In the role, Pegus will oversee 4,700 pharmacies, 3,700 vision centers, Walmart Health's clinics, digital health platforms and Walmart Insurance Services, the company's newly launched insurance brokerage.
At Cambia, she also played a key role in driving the insurers' response to the COVID-19 pandemic, and she was recently honored by Fierce Healthcare as one of our 2020 Women of Influence.
Rajeev Ronanki, chief digital officer at Anthem
Technology has proven critical in the face of COVID-19, both as demand for virtual care options skyrocketed and as the need for data to track the spread and impact of the virus grew.
At Anthem, Rajeev Ronanki and his team quickly joined up with artificial intelligence startup CloudMedx to launch C19 Explorer, an analytics tool that tracks and predicts the effects of COVID-19.

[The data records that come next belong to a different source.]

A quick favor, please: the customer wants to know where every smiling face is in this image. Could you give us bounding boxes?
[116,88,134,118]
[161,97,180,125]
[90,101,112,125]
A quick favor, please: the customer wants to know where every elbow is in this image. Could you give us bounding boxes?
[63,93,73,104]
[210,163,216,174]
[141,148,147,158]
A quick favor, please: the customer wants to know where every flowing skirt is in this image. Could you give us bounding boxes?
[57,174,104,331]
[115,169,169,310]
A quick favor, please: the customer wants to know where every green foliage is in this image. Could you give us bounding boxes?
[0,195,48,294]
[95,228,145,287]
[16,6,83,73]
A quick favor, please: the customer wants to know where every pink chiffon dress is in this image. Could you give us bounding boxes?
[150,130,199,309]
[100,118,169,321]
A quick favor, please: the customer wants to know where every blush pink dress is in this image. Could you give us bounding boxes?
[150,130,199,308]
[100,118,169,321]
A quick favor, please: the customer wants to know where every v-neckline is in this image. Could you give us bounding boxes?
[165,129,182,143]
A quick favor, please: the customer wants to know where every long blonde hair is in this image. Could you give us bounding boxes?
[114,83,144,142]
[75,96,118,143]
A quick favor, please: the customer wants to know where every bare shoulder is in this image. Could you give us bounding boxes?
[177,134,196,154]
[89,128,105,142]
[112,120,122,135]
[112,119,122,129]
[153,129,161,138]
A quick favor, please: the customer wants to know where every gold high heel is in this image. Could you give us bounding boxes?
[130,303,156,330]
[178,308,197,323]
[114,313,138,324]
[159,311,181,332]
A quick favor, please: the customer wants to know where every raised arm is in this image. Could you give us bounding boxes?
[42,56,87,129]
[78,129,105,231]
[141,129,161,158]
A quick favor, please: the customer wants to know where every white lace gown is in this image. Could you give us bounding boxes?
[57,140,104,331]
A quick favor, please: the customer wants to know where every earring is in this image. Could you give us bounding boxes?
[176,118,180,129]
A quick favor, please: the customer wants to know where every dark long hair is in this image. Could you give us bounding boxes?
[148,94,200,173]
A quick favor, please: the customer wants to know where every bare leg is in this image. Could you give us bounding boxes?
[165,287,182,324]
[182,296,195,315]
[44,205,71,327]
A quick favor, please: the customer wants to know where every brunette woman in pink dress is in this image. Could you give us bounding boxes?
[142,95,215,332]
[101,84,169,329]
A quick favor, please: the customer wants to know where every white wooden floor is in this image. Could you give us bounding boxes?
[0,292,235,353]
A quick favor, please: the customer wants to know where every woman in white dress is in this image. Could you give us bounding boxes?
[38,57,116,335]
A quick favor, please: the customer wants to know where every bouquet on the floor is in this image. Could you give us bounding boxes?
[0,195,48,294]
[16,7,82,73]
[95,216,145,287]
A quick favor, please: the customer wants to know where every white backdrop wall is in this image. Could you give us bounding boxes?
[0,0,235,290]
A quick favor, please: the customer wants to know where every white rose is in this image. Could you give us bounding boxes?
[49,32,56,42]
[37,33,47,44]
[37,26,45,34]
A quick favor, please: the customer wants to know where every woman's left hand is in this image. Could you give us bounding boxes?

And it's available for free to public health officials and community leaders who need access to the data. Clients can also purchase a paid version of the platform that allows for more personalized analytics reports based on internal data that is uploaded into the system.
While the platform does include data on positive cases and mortality rates, it also examines the social determinants of health and other data sets to measure the impact of COVID-19 beyond merely physical health.
Mike Mikan, president and CEO of Bright Health
Startup insurer Bright Health has made a notable splash in the market with its growing geographic reach and significant venture capital backing.
The company most recently closed a $500 million funding round, bringing total investment in the company to over $1.5 billion since early 2016.
In addition, Bright Health also announced plans to acquire Brand New Day Health Plan, expanding its footprint in Medicare Advantage. Financial terms were not disclosed, but leaders at both companies said that the deal would allow for a combination of Bright Health's tech-enabled approach and Brand New Day's local and community ties.
The company operates in 43 markets across 13 states and brings in $1.2 billion in annual revenue.